You would hardly combine the words extensive training with bell ringing, but that is exactly what a church in Kilifi has to do to keep its ancient bells tolling.
In our school days, bell ringing was simple; schools had either a handheld bell the nominated bell ringer swang, or an old, wheel rim positioned in a vehicle that was rang by being hit. Pretty basic. A few had more advanced versions where all a bell ringer had to do was press switch. Not so the bells of Kilifi’s St Thomas ACK Church, where bell ringers have to be specially trained to ring the six bells, the latest bell ringers having just got back from a two-week training programme in the UK.
Lennox Mwarandu, John Malala, Betty Ngetsa and Deborah Mulobi went for the training programme on bell handling in June 2015, partaking in one of the oldest and most specialised traditions of the Anglican church. “They were the first individuals to receive extensive training since 1994, when the last group toured the UK,” said David Shaha, tower captain at the St Thomas ACK, Kilifi. Mr Shaha was in the last group that flew to the UK more than two decades ago.
In 1993, a group led by Paul Smith had visited the church and they were dismayed that the six bells at the high tower had been abandoned due to lack of renovation and people with the knowledge on how to operate them.
The church in Kilifi is unique; no other church in East Africa has bells like these; that can be rang in a full circle, continuously ringing for between 45 to 90 minutes depending on the numbers set. “They carried out renovations and were looking for people who would be interested to learn how to operate them. I was among a group of people who were practising for choir and I showed interest,” says Shaha, who has since taught hundreds of interested individuals how to ring and handle the bells.
The construction of the St Thomas was conceived by Colonial District Commissioner Paul Kelly. The administrator, together with Christians from Kilifi, decided to build the church.

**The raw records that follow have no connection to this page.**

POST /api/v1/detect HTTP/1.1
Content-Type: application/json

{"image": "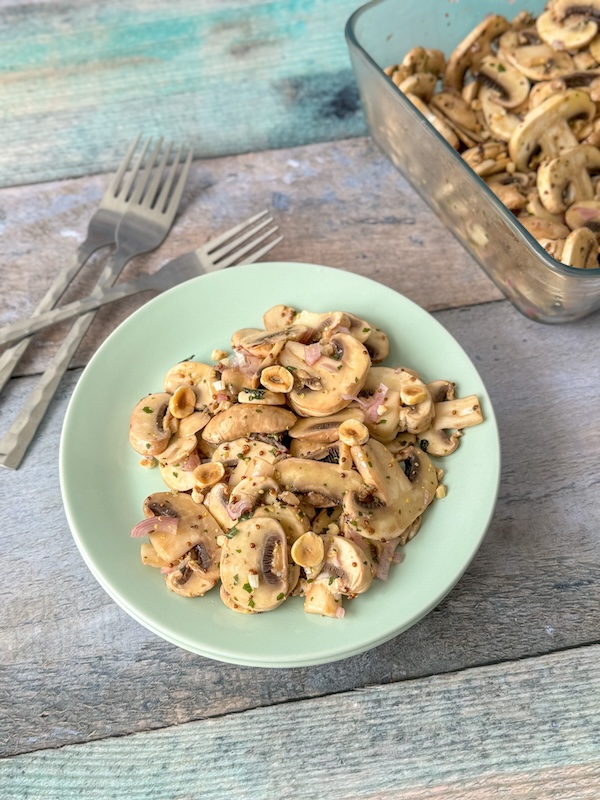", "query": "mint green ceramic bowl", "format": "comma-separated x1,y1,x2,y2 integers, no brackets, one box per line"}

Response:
60,263,500,667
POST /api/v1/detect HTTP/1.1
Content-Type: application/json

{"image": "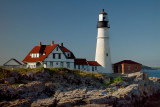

The bells were donated by different churches in England under the stewardship of the World Church Bell ringers before they were shipped to Kenya. The tower can hold eight bells. It was opened in 1960 by Bishop Bitcher. A group of elders were taken to the UK for training on how to operate the bells.
In between the elders and the group that was trained in 1994, the bells fell silent as the first apprentices passed on. “The uniqueness of the bells has attracted visitors from across the world. Groups from bell-ringing societies come around, sometimes as part of an on-going competition. Mnarani Club always organises for their visitors to come over and they (visitors) are awed by the bells, which can be rung for longer periods especially when we are celebrating special occasions,” says Shaha, adding that a big group from Europe has already booked a visit in the busy September to December period.
Not all Anglican churches have towers and the nearest churches with such a unique feature are located in Zimbabwe. Others are in South Africa. According to the The Ringing World, a weekly journal for church bell ringers across the globe that has been running since 1911, the four from Kilifi visited 37 churches across England with the highlight being the Canterbury visit. “We visited Canterbury Cathedral, the mother church of the worldwide Anglican Communion. We were all excited but nervous to ring the 12 bells there,” Mr Malala is quoted as saying.
He explained that unlike their church, which has only six bells, there are over ten churches in the UK with 14 bells.